Wai Kru – the traditional teacher greeting
Knowledge is precious. A knowledge that helps to preserve physical integrity and enables survival is invaluable to those who need it.
It is easy to thank a living teacher for sharing his martial arts knowledge. You simply go to him or her and say, “Thank you!”. But it is much more difficult to thank those knowledge mediators who have already died, are not reachable or are not personally known.
The ancient Pahuyuth teachers developed a non-religious ritual or gesture called “Wai Kru” or “Teacher Greeting”. This ritual is taught and practiced in the traditional martial arts mediation of Pahuyuth to this day.
The teacher greeting is usually carried out after each training and as part of the teacher memorial day. Some traditional dances (Ram Muai, Ram DAAB , etc.) also contain elements from the teacher greeting.
A greeting and paying gratitude to the teachers – more than just a tradition.
The traditional teacher greeting is performed in sitting position. The student’s gratitude is usually expressed with four movements:
Hands to the ground
The first movement is to the Creator. This can be any form of deity but also any other instance such as natural laws.
The first greeting goes to your own parents, who have given you life, because without them you would not be in the world.
The second greeting goes to the teachers of the past. All those who have passed on this knowledge.
The third greeting goes to the warriors of the past who died for this knowledge.
Differences from Thai culture
In Thai culture, teachers have a particular importance. In ancient Siam, education for all people outside the royal family could be acquired almost only in the monastery. There, monks were teachers and persons of respect at the same time. This gave rise to a hierarchical culture and form of society in which the one who possesses knowledge is regarded as superior and is therefore revered.
The culture of the Pahuyuth Free-Warriors on the other hand, arose from the rebellion against oppression and slavery. In the understanding of Pahuyuth, all human beings are considered as equal and no one has the right to put themselves above others.
A teacher in the understanding of Pahuyuth is therefore never a “master” or “ruler” over his disciples, but always a simple but experienced warrior and a person who willingly shares his knowledge with a recommending character. For this reason, the traditional Wai Kru (teacher greeting) is never performed to pay gratitude to a living teacher.
Knees together or apart?
As you can see in the video linked above, the Pahuyuth teacher greeting is always executed with a wide-legged seat. This position is based on the subliminal transfer of combat knowledge (see below) and on the other hand on the V-position of the feet, which is already taught in the Warrior’s Creed, which stands for equality among human beings.
A teacher greeting in this form was and is considered an affront in the hierarchical culture of Thailand, because this represents a lack of docility, humility and subservience. In the case of Wai Khru of Thailand, and especially at the Royal Court, this ritual is therefore always performed with his legs closed and with the greatest possible humility.

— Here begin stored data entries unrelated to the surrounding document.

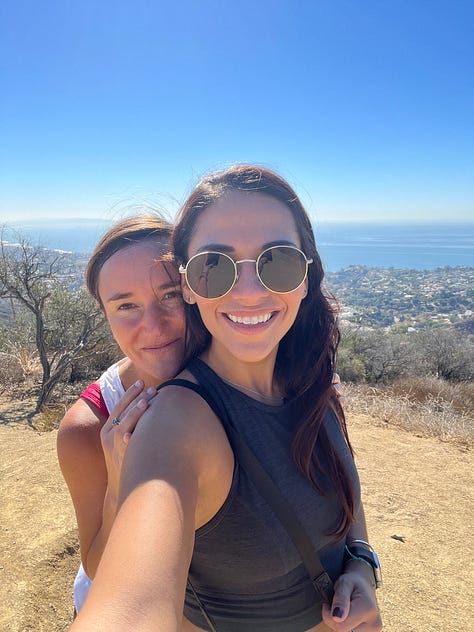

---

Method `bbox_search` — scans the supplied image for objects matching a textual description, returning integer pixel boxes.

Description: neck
[119,358,161,391]
[219,375,284,406]
[201,344,283,401]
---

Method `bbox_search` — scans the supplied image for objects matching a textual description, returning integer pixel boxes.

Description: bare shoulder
[122,371,234,526]
[138,369,228,451]
[57,393,107,467]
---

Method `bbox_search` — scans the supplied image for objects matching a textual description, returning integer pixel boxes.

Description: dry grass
[389,377,474,416]
[345,377,474,446]
[2,393,473,631]
[31,402,69,432]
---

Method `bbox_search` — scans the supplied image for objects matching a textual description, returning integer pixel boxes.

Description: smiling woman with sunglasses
[71,166,382,632]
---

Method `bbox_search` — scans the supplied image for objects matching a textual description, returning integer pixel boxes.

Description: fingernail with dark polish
[332,606,344,618]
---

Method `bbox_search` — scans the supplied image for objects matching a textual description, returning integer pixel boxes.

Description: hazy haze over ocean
[2,219,474,273]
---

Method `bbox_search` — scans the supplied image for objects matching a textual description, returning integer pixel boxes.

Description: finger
[335,390,346,408]
[117,397,149,436]
[321,603,352,632]
[322,593,382,632]
[335,598,382,632]
[119,386,157,423]
[330,574,353,622]
[112,387,158,439]
[105,383,154,432]
[107,379,145,423]
[332,377,346,409]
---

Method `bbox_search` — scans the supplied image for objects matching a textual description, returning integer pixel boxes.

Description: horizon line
[3,217,474,226]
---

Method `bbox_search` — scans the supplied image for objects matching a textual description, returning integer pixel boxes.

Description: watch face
[345,544,383,588]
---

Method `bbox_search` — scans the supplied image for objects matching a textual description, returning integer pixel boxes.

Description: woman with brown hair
[58,214,186,612]
[71,166,382,631]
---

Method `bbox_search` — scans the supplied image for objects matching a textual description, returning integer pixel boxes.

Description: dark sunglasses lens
[186,253,235,298]
[258,247,307,292]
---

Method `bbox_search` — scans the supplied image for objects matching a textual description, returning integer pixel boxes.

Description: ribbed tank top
[182,358,361,632]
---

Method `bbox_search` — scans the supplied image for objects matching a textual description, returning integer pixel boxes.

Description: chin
[227,345,276,365]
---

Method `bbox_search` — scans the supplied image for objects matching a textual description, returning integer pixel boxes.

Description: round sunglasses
[179,245,313,299]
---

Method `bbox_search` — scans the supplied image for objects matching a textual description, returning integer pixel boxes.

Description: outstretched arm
[70,385,233,631]
[57,380,156,579]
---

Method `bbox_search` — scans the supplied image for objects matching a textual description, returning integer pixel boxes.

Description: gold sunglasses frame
[179,245,313,299]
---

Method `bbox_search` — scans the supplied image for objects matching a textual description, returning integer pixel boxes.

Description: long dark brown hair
[173,165,355,538]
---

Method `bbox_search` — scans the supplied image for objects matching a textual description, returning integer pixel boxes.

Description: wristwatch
[344,539,382,589]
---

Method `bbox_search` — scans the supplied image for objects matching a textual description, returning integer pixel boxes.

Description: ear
[98,301,108,319]
[301,279,308,299]
[184,292,197,305]
[181,277,196,304]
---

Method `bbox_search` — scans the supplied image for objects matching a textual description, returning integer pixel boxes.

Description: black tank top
[182,358,361,632]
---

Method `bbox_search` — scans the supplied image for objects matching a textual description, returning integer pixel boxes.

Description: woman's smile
[225,311,274,325]
[141,337,182,353]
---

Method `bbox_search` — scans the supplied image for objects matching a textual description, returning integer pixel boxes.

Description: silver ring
[112,416,121,426]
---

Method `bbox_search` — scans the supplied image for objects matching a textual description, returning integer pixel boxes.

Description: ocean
[3,219,474,273]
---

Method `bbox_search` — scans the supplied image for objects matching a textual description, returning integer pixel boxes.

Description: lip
[142,338,181,352]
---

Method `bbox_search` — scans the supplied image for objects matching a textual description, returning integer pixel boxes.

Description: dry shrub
[0,352,25,390]
[32,402,68,432]
[0,350,42,393]
[345,379,473,446]
[389,377,474,417]
[69,338,121,383]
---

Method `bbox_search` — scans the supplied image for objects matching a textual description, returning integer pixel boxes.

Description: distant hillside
[326,265,474,331]
[1,242,473,333]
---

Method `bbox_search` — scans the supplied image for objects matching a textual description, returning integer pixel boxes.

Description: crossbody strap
[159,378,334,606]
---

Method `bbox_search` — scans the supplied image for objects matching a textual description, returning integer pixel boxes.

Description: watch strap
[344,544,382,588]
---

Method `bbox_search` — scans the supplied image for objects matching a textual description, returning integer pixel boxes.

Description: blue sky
[1,0,473,224]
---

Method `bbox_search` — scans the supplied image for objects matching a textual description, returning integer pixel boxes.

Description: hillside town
[1,239,473,334]
[326,265,474,331]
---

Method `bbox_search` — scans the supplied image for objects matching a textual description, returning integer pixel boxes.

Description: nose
[231,260,268,299]
[141,301,171,332]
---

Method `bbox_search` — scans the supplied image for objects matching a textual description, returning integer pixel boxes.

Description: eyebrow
[196,239,298,254]
[106,281,180,303]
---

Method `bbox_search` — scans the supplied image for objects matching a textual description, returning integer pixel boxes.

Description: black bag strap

Why we preserve this tradition
“Those who pay gratitude to their teachers should also receive something for their efforts.” – it can be assumed, that the ancient Pahuyuth teachers have thought something like this when they developed the teacher greeting.

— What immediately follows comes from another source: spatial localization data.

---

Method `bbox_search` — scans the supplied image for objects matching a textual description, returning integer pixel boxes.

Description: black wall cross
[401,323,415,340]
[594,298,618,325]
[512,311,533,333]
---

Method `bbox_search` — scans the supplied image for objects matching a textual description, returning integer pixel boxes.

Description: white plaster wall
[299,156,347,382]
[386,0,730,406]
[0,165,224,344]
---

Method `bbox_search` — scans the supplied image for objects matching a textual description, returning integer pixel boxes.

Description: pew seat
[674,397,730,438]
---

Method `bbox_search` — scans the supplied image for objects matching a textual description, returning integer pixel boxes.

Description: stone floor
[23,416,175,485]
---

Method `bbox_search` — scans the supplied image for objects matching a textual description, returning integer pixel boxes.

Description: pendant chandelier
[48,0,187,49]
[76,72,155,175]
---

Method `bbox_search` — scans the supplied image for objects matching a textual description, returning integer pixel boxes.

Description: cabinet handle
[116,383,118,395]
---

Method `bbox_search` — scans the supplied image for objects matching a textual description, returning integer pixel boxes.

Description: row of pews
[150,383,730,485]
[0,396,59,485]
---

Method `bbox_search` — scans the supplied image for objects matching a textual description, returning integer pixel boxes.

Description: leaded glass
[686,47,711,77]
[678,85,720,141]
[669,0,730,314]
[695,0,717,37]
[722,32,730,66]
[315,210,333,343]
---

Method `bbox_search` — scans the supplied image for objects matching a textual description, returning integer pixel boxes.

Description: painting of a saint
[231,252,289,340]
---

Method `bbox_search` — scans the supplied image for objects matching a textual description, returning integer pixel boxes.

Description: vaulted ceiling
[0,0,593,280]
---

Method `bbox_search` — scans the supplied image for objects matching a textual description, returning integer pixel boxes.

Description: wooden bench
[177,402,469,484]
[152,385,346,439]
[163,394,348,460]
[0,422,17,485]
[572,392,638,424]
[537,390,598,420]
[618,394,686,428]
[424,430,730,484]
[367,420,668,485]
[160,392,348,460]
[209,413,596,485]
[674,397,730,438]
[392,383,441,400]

In fact, they have hidden various fighting techniques and concepts in the individual movements of the teacher greeting, which are automatically practiced with each individual execution of this greeting. For members of Pahuyuth who are able to decipher these clues, the teacher greeting is therefore much more than a tradition that is preserved only for the sake of tradition.
Here are three simple examples of hidden clues from the ancient teachers:
The traditional teacher greeting holds many secrets
The teacher greeting is usually carried out kneeling, with the two knees and the feet on the ground resulting in an isosceles triangle. Three points are at least necessary to create a geometric surface and thus achieve a stable stance. How safe you sit thanks to this surface can be tested by tilting forward, sideways or backwards in this position.
This principle is used, for example, in knee techniques during the clinch. The opponent’s two feet and your own create stable support area.
Three points are necessary to form a stable stance.
Knees on the ground
The support surface of the two knees during the teacher greeting reveals exactly where the hardest part of the human knee is located.
A defense with this area (e.g. against shin kicks) is usually particularly safe for the user.
Knee attacks with this spot are again particularly devastating.
Hard knee blocks can be devastating for the attacker.
The same applies to attacks with this area
4/5 arm stretching
If executed correctly, the two elbows are not stretched more than 4/5 during the teacher greeting.
In the case of punches, this is usually the maximum effective range. Strikes in which the arm is stretched further than this transfer significantly less force (F) to the target.
The optimal striking position is achieved with a 4/5 extension.
The above examples are only the tip of the iceberg and by no means a final list. There are many more such hidden clues and principles that the ancient teachers have left us. Pahuyuth students learn and discover these hints as part of their education. They enrich themselves with it and thank their teachers for the knowledge they have conveyed with the traditional teacher’s welcome.